Katherine Castaño of Colombia claimed the Top Model of the World 2026 crown, securing a historic back-to-back victory for her country. Angelica Sanchez of Puerto Rico was named first runner-up, and Eunice Deza of the Philippines finished as second runner-up.

Katherine was crowned by outgoing titleholder Natalia Garizabal Vera of Colombia.

Several special category awards, and subsidiary titles, were also presented during the Top Model of the World 2026 pageant.

These awards recognised excellence in modelling, peer support, and regional representation.

Primary Subsidiary Titles

Sri Lanka’s Netalie Withanage: Top 16 at
the grand finale

Miss Globe 2026: Valentina Tabares (Ecuador) — Awarded to the contestant who perfectly balances fashion modelling with traditional beauty queen qualities.

Queen of Europe 2026: Mia Danielle Williams (United Kingdom) — Given to the highest-ranking candidate from a European nation.
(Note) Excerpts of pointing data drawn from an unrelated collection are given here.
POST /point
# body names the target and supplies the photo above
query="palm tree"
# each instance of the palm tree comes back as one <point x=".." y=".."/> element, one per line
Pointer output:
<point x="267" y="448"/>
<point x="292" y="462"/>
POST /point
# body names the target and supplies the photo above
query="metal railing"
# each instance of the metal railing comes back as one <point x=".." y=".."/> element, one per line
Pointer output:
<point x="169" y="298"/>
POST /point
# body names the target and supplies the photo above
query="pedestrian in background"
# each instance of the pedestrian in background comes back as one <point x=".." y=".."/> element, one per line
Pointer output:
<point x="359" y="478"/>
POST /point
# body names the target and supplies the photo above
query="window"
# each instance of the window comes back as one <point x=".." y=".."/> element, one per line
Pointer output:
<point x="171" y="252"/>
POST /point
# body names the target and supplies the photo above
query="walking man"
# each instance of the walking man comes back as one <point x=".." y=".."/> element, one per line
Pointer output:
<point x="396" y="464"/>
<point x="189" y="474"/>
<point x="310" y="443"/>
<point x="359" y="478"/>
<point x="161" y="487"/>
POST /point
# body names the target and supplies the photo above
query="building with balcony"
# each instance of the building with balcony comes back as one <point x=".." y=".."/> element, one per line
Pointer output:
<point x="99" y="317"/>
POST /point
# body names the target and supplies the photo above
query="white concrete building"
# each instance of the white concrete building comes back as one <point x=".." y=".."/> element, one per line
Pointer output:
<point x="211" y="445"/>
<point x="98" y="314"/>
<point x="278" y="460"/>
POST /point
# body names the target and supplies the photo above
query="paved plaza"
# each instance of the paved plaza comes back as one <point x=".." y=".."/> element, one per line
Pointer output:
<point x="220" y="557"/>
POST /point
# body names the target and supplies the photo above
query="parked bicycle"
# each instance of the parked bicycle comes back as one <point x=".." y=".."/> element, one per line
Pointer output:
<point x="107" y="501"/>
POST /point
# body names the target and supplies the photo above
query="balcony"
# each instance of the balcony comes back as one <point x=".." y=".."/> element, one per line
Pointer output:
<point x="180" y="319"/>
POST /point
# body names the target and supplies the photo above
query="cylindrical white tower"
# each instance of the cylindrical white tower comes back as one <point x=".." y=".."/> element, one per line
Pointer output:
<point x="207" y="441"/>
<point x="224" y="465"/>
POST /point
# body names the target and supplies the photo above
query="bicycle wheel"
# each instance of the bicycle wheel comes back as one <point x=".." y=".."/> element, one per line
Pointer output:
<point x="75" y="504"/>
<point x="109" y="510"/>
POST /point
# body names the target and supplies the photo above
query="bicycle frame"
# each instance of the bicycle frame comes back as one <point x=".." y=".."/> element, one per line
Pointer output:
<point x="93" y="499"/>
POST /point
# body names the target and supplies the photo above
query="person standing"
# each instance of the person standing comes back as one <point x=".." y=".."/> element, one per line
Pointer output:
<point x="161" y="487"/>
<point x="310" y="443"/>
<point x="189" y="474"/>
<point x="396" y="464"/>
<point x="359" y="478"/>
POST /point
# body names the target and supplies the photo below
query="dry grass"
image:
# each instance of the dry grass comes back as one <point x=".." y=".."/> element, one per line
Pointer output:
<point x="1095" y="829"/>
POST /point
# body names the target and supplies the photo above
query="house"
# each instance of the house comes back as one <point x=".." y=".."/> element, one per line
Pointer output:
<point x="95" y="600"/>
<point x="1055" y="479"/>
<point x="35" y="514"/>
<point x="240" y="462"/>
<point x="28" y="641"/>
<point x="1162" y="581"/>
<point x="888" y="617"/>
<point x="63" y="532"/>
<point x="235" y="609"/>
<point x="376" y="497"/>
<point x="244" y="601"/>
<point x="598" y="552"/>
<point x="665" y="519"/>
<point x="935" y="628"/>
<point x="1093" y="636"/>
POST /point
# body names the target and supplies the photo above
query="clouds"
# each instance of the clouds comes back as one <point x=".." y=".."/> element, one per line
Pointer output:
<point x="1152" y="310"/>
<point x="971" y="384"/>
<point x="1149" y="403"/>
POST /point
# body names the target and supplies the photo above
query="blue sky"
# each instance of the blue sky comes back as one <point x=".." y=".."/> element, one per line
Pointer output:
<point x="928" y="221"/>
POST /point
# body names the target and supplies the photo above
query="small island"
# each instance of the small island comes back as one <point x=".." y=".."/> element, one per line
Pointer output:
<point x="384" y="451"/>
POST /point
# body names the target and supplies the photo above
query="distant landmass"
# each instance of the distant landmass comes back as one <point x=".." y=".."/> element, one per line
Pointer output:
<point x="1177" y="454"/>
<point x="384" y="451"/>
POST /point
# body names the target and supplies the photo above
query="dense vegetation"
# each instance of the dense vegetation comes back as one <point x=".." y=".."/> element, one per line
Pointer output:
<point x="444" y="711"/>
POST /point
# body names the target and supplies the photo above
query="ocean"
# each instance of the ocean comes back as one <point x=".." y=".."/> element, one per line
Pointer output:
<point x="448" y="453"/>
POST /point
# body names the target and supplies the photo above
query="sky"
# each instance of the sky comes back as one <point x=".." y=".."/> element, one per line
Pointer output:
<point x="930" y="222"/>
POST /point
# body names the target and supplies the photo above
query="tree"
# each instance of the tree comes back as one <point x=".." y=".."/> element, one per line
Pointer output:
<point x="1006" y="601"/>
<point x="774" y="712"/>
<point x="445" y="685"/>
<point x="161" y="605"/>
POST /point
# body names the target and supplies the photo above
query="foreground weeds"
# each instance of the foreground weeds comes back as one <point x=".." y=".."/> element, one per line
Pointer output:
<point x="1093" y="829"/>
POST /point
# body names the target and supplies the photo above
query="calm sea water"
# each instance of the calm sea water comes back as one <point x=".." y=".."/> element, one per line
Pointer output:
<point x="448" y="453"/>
Special Awards Recognition

Audience Iconic Award: Charly (Dominican Republic) — Won via the official public online vote, granting her a fast-track direct entry into the Top 6.

Exotic Model of the World: Angel Emeka (Nigeria) — Awarded for exceptional editorial presence and strong runway performance.

Best Body Award: Thailand — Voted directly by fellow contestants at the Flow Spectrum Hotel. The highest-ranking runners-up for this category included Zambia, South Africa, Colombia, and Ghana.

Angelica Sanchez (Puerto Rico): 1st Runner-up

Final Placement

Winner: Katherine Castaño (Colombia)

1st Runner-Up: Angelica Sanchez (Puerto Rico)

2nd Runner-Up: Eunice Deza (Philippines)

Top 6 Finalists: Included contestants from the Dominican Republic, Romania, and Germany.

The pageant, known for focusing on professional modelling careers over just beauty, brought together 36 models from around the globe for two weeks of runway, photoshoots, and cultural events.

Sri Lanka’s Netalie Withanage walked among 36 of the world’s best and powered her way into the Top 16 at the grand finale.